# Need place to display



## dive328 (May 26, 2011)

I have 5 wildlife mounts that need a safe home for display. 
I am not at the point where I am ready to sell of give up full ownership. 
But need a safe, hands off location for LONG TERM display of my mounts. 
I have two Michigan White tail a 5 and a 6 point, two Wild Boar, and a Black Bear mount (half body) that need a safe home.


----------



## taxidermist72 (Oct 24, 2010)

if you have a local hunting or fishing store they may be more than happy to display them. Try Gander mountian, cabelas, or a local bait shop....


----------



## DFJISH (Mar 30, 2009)

taxidermist72 said:


> if you have a local hunting or fishing store they may be more than happy to display them.
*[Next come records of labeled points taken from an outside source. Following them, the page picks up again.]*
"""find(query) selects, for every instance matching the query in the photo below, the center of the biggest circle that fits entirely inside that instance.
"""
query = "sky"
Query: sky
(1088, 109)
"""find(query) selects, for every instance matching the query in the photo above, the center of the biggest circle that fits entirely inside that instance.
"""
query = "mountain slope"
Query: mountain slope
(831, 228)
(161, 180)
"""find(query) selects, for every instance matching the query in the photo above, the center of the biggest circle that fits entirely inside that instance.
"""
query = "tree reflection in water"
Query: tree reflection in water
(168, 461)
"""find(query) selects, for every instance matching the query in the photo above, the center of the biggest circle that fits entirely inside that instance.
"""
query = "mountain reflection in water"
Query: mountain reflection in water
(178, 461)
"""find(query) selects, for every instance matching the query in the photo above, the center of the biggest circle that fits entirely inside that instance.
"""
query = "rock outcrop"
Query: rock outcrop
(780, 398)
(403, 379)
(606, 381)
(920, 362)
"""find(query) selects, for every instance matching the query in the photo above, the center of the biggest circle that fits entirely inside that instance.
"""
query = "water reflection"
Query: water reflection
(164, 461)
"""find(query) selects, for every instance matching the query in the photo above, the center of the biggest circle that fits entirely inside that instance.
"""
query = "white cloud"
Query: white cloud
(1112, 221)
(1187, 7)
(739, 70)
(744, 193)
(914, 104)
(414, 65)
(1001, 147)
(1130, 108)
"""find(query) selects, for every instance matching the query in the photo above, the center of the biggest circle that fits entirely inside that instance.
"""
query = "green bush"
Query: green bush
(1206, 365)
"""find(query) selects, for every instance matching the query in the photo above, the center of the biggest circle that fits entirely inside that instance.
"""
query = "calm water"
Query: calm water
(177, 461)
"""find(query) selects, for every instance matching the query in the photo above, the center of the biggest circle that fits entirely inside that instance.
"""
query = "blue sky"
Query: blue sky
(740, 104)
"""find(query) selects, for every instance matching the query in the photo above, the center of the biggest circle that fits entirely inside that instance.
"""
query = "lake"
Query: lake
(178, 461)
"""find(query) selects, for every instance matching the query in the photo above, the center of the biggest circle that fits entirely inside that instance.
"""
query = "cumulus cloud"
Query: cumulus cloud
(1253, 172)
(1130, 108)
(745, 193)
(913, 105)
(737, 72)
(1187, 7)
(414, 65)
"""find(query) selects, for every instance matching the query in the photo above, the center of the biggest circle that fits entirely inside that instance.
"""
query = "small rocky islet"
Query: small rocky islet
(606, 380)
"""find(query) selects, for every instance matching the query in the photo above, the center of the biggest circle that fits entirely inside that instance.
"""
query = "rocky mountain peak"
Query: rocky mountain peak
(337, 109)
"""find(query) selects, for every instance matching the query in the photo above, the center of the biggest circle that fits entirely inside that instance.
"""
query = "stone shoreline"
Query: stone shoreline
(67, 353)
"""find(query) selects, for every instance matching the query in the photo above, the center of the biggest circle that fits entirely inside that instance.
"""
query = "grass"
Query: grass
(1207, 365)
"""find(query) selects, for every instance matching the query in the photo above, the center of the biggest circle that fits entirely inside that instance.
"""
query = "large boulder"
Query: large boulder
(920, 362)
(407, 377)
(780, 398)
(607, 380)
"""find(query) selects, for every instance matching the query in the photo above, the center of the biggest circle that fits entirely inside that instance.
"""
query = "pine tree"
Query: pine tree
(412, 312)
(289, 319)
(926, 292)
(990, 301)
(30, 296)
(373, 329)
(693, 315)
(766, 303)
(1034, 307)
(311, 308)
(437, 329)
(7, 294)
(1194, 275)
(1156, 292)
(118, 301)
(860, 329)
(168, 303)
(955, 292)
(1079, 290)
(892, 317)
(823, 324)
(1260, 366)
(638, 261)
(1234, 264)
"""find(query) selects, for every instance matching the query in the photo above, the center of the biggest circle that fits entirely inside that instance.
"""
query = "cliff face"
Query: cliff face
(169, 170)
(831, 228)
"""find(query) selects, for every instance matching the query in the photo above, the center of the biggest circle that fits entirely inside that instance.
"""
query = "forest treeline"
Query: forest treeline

Try Gander mountian, cabelas, or a local bait shop....


Those are some good suggestions. The big ones (Cabelas and GM) are _super selective_ about what they display and own almost all of the fish and game they show.
If you deal with a local bait shop/sporting goods store you should have a WRITTEN agreement so it is clear that *YOU own* the mounts. Also, it would be preferrable if the mounts are displayed OUT OF REACH of viewers/customers. Been here done that. Mounts can be moved (and come up missing) during store remodeling or damaged when people try to move them to see them better. Allowing your mounts to be displayed in any public place is going to put them at risk, and you really need to take steps to insure their safety frorm theft and/or damage. Good luck.


----------



## Big Buck (Feb 8, 2000)

I know for sure Cabelas will not let you, I was involved with having Michagin mounts in there and they will not allow it, real long story. Gander will if the have room I have a few at Novi Gander, talk to a manager and be ready to sign your life away they do not want any responsability of the mounts.

How long do you need them stored for? I have some room you could use if needed. 

Good luck


----------